Freeman of Higher Houses & Gardens thinks the pandemic allowed the now-remote workforce to entertain different locations to stay.
“With out the pandemic, folks won’t have thought outdoors the field,” the Bangor-based realtor mentioned. “However now they notice they don’t have to enter the workplace and might work anyplace.”
That’s one motive Morgan and Hayley Greenlaw-Morrow bought their Connecticut house and relocated to a spot on Huge Indian Lake in St. Alban’s, smack in the midst of the state. The married couple cheekily dubbed their waterfront A-frame “Camp Beaverwood.” Whereas they love the tranquility of “lake life,” in addition they notice its monetary advantages. Each ladies now work remotely, which means they earn New York salaries however stay within the Maine woods.

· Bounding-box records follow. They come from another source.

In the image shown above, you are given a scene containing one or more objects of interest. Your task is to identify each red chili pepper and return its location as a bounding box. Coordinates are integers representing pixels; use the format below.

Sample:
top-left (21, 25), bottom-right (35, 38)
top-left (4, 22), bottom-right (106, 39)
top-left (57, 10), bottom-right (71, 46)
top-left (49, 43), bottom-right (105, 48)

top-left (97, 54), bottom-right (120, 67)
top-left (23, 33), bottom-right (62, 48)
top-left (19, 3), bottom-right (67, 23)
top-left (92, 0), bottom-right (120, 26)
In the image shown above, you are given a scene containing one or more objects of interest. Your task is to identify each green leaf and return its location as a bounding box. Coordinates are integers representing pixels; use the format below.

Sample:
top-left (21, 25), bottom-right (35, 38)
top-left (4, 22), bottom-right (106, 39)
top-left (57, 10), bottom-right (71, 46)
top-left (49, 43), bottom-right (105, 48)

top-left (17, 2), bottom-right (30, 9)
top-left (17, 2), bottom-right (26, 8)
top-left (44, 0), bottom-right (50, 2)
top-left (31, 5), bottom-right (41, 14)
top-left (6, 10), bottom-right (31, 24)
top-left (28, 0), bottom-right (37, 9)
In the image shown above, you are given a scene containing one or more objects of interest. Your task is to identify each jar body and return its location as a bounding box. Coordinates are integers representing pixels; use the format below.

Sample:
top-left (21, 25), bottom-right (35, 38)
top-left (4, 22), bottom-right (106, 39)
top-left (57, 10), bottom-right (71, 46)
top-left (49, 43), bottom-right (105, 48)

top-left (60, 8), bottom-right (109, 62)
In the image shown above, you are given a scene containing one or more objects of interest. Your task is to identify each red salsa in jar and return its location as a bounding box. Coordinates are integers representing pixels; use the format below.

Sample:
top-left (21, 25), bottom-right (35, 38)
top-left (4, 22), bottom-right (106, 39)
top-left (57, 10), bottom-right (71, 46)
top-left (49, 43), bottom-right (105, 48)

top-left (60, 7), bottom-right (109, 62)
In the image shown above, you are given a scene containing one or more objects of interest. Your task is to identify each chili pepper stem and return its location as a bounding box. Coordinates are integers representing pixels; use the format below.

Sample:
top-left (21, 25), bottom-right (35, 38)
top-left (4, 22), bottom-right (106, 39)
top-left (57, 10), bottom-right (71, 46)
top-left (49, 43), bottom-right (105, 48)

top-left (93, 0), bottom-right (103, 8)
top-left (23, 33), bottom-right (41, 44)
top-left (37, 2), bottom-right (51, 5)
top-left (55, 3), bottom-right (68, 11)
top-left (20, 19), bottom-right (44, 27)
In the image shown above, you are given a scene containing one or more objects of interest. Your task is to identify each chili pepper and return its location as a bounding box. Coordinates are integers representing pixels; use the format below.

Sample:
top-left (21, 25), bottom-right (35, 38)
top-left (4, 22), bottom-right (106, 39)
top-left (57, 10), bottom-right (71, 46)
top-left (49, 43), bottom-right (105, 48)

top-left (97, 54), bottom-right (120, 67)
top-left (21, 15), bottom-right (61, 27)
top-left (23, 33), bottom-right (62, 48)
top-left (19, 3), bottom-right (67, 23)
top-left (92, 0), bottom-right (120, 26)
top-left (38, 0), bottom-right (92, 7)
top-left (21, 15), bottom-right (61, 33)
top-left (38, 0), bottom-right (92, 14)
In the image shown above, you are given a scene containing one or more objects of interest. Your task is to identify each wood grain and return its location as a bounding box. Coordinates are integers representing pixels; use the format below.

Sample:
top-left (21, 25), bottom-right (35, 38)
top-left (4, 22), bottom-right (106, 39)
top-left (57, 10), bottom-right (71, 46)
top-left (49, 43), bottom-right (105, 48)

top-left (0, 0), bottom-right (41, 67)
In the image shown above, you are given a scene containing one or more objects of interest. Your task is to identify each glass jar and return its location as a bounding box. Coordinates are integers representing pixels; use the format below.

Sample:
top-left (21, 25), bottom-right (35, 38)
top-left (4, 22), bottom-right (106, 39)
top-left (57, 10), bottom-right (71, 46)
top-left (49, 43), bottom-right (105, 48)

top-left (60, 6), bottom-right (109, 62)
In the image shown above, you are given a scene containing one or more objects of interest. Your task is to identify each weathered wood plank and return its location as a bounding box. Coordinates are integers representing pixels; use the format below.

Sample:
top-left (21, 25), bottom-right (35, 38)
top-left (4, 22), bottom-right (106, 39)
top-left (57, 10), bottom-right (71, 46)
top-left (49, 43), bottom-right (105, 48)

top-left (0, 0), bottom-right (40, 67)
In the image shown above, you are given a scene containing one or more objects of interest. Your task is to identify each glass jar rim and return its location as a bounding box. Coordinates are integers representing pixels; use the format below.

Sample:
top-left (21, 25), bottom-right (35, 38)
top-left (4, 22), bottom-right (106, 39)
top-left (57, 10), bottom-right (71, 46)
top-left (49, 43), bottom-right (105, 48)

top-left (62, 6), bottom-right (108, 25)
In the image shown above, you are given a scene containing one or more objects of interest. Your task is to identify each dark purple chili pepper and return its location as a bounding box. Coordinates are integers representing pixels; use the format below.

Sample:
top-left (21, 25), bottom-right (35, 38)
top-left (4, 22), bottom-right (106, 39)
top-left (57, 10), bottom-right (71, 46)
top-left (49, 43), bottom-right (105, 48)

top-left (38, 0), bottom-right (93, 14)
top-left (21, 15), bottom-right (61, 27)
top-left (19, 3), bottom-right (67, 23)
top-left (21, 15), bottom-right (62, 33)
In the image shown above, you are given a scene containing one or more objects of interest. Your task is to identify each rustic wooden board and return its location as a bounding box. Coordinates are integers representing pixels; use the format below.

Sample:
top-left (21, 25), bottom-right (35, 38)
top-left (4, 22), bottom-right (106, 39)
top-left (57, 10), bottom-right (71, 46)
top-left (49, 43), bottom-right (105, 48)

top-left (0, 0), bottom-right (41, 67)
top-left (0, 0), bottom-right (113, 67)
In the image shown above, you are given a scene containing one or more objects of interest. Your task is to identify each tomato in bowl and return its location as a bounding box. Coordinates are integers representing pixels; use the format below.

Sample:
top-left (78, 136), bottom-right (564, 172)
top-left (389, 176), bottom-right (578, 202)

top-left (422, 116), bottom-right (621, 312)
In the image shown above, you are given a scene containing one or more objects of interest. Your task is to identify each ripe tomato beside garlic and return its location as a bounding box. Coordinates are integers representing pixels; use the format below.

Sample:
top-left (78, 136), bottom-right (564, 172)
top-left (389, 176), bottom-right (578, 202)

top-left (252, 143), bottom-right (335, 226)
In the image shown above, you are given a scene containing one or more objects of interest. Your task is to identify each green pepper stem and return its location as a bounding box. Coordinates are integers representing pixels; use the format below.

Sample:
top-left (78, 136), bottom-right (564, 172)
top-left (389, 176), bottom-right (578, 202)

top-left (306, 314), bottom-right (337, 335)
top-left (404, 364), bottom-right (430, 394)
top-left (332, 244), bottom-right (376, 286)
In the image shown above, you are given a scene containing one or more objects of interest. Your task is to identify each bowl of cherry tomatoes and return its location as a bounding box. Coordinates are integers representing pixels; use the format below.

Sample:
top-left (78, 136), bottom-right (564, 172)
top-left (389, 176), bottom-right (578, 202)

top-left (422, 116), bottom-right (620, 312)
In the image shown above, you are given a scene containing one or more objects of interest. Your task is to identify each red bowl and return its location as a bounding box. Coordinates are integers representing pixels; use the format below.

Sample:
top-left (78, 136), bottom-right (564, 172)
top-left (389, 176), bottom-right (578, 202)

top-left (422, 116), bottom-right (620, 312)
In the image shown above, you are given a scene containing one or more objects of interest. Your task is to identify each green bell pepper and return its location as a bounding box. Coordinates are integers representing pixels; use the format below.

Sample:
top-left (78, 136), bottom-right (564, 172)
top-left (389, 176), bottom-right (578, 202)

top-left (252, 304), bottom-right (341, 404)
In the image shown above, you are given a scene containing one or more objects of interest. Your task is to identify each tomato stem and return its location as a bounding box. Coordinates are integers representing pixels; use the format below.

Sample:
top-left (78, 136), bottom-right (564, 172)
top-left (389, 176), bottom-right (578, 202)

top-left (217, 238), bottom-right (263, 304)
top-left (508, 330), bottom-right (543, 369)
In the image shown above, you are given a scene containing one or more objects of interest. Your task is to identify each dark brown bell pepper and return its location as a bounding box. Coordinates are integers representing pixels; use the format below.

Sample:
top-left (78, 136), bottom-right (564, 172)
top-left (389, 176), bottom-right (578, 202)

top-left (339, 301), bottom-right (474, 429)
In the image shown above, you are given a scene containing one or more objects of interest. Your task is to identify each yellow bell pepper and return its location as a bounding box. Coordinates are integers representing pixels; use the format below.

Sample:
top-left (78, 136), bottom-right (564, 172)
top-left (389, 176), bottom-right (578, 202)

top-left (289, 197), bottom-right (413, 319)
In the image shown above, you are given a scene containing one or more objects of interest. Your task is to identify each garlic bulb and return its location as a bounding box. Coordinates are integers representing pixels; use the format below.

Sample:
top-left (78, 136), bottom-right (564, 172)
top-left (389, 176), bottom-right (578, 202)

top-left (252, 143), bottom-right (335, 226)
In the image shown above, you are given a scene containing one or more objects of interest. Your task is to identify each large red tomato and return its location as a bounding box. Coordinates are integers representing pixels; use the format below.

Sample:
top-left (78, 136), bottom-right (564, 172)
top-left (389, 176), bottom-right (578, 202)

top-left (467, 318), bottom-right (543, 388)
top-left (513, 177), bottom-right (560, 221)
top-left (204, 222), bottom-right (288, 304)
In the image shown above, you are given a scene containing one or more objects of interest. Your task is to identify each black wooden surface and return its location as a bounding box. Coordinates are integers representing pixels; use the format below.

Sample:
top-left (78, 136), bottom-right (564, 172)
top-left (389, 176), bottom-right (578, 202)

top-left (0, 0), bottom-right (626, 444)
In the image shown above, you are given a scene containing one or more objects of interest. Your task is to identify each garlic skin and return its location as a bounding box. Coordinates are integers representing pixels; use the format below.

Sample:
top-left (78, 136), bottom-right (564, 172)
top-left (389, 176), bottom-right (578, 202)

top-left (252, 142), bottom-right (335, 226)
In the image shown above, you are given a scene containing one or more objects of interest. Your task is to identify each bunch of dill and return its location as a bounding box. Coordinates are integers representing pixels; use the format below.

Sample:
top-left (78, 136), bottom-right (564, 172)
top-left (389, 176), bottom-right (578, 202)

“It turned more and more apparent with a wholesome revenue and significantly-reduced value of residing that we’d be actually silly to depart,” mentioned Morgan, 33, a company occasion supervisor. Hayley, 45, does product improvement for a footwear firm.
Mainers appear divided about folks from “away” shopping for up native actual property. Many drivers with New York license plates report being the goal of sudden center fingers, however different transplants inform a distinct story.
After Will Wooden (with spouse Deb and teenager Winnie) purchased 2-plus acres close to Sebec Lake in Dover-Foxcroft — about 30 miles north of the Greenlaw-Morrows — the city posted a welcome signal on the marquee of the native movie show.
And when it was time to prop up their ramshackle cottage, for use as a second house, neighbors pitched in unbidden: One helped ship heavy beams free of charge, whereas one other appeared to help in sliding them beneath the house.
“I’ve discovered our neighbors in Piscataquis County to be virtually comically useful,” mentioned Wooden, 55, a former bike-store proprietor.
One taciturn Mainer instructed The Submit his opinion on the topic, if not his identify. “We’re advantageous with folks shifting up right here,” the long-time native drawled. “It’s simply after they wish to change every part that we might have an issue.”